Since the earliest days of the coronavirus pandemic, Washington has authorized nearly $6 trillion in new outlays. Much of it was directed toward helping small businesses. But are America’s entrepreneurs better off for this big spending? The evidence says no.

Massive expenditures, which could eventually include the White House’s $1.75 trillion social spending bill being debated in Congress, would add new burdens to small businesses. Congressional bills and massive spending bills will only set up future tax hikes and require more government borrowing as well as the continued monetization of the debt by the Federal Reserve. These actions adversely affect the entrepreneurial environment and capital markets, handcuffing the economy’s top job creators.

Entrepreneurs need the freedom to create, flourish and expand. Regulatory burdens like high taxes, complex regulations, and diminished access to capital shortchange everyone. In this environment, minorities are hurt the most. Research shows entrepreneurship helps African Americans close the income gap with Whites with African American entrepreneurs “more likely than non-entrepreneurs to move into a higher income group,” according to the Hamilton Project.

Reforms are especially needed in states like California, Texas, New York, and Florida, where nearly half of all minority residents live, and where the greatest number of minority-owned businesses are found.

Some progress in reducing burdens on entrepreneurship had been made prior to pandemic shutdowns and government economic interventions. But the federal government’s economic response to the coronavirus pandemic established new burdens on what should have been a vibrant entrepreneurial recovery.

The swelling debt caused by the new outlays is particularly harmful to entrepreneurs. Higher future taxes needed to pay for the spending will cut into the after-tax returns that will hit small businesses particularly hard. They will also cool incentives to start new ventures or expand current operations, resulting in a poorer entrepreneurial and small-business sector.

Yes, some relief dollars have been handed out. But they were not spent efficiently. Funds were sent to people whose incomes weren’t adversely affected by the shutdowns, as well as businesses that weren’t negatively impacted.
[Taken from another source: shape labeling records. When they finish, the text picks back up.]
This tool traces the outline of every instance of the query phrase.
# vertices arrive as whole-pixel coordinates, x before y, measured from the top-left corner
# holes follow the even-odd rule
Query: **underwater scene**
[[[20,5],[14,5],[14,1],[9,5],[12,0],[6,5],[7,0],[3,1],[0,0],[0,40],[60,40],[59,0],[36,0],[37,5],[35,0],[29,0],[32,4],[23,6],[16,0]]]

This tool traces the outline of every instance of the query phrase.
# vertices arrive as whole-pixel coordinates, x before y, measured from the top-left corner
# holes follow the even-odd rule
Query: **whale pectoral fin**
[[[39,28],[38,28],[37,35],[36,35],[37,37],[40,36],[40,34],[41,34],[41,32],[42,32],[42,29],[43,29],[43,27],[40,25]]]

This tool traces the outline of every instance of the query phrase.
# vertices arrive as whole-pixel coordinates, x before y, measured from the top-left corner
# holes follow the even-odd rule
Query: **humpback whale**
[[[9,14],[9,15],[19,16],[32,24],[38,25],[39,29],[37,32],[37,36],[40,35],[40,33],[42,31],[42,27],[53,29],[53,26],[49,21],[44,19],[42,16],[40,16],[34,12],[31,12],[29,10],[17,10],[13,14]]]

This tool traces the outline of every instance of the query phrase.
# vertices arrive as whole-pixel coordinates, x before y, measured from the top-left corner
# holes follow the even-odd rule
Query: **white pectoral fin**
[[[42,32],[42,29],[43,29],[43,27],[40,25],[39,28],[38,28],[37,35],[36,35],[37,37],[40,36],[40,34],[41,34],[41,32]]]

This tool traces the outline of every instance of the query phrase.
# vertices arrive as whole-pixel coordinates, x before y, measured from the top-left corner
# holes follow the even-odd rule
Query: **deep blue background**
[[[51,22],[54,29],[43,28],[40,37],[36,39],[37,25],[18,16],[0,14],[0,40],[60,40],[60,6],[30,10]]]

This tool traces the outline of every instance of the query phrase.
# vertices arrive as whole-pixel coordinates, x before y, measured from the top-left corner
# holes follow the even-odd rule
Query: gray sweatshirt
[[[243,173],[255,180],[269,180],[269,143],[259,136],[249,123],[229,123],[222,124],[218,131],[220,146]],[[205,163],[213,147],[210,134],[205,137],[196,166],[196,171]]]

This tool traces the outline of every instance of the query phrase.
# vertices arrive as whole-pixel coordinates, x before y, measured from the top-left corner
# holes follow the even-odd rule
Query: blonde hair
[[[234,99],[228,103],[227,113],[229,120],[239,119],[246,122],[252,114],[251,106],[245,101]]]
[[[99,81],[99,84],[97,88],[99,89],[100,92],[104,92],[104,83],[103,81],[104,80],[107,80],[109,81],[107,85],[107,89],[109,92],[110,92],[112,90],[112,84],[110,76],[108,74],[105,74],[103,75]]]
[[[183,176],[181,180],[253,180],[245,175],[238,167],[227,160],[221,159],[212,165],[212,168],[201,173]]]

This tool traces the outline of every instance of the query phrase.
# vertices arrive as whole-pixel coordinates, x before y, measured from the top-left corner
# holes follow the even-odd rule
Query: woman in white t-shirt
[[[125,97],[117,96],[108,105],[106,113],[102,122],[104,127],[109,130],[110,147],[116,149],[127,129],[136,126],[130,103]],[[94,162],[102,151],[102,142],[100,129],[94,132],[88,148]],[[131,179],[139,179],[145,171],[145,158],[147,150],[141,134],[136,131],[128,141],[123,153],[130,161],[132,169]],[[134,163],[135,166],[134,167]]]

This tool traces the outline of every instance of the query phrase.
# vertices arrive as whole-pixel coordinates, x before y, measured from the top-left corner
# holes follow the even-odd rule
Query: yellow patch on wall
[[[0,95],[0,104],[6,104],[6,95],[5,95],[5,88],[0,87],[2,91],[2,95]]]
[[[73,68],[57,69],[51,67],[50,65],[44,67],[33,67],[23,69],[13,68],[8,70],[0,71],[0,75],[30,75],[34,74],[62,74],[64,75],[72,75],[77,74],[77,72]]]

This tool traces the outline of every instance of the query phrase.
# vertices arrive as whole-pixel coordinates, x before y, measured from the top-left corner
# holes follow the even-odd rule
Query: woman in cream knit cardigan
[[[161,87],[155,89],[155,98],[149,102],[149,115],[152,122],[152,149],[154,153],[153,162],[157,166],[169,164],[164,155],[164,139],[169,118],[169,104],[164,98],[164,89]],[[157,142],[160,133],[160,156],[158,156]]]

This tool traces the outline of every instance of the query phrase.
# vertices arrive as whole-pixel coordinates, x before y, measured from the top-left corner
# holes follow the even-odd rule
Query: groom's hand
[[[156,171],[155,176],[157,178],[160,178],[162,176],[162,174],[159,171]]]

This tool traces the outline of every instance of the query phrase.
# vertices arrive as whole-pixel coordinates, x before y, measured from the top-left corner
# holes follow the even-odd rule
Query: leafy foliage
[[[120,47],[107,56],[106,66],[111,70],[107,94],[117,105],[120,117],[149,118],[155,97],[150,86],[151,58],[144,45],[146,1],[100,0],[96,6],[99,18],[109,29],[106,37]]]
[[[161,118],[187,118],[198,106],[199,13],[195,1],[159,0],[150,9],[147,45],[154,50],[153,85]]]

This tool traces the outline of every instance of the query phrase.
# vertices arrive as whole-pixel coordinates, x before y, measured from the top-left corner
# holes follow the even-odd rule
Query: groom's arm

​​While monetary policy can play a role in times of economic distress, the Federal Reserve went far beyond its appropriate role during the pandemic. In its effort to stimulate the economy, whether by design or not, the Federal Reserve enabled Washington’s fiscal profligacy.

What if instead of the open-the-spigot spending, Washington had suspended all federal tax and fees collections for a year, from March 2020 to February of this year? While it would have cost about $3.5 trillion, it would have immediately increased the take-home income of every worker in the country.

This would have helped small businesses with instant cost reductions and allowed them to retrain their workers. At the same time, entrepreneurs would have had greater incentives to expand. At $3.5 trillion, it would have been a bargain for government, the price tag far lower than the additional spending Washington has already approved.

Not only were businesses denied a much-needed tax break, but they were also covered with more red tape. The Regulatory Studies Center at George Washington University tracked more than 200 new regulations issued in 2020 that were due to the COVID-19 pandemic. The damage from many of these new rules was devastating. An especially egregious example is the eviction moratorium. It was a blatant economic taking from rental property owners – often thought of as the ultimate small entrepreneurs – who were not compensated for their losses. Most rental-property owners aren’t giant corporations, but individuals who rely on that income to make ends meet.

Ronald Reagan was exactly right when he said that “outside of its legitimate function, government does nothing as well or as economically as the private sector.” Small businesses and entrepreneurs need lighter regulatory burden, and a tax system with lower rates, simpler compliance, and structured to increase the incentive to work and invest. Meanwhile, the federal government is duty-bound to control its spending. Fiscal discipline isn’t a hallmark of Washington but empowering a more vibrant entrepreneurial sector demands it.

Unless significant reforms are enacted by policymakers, the future for entrepreneurs, whose role in the economy cannot be replaced, will be bleak.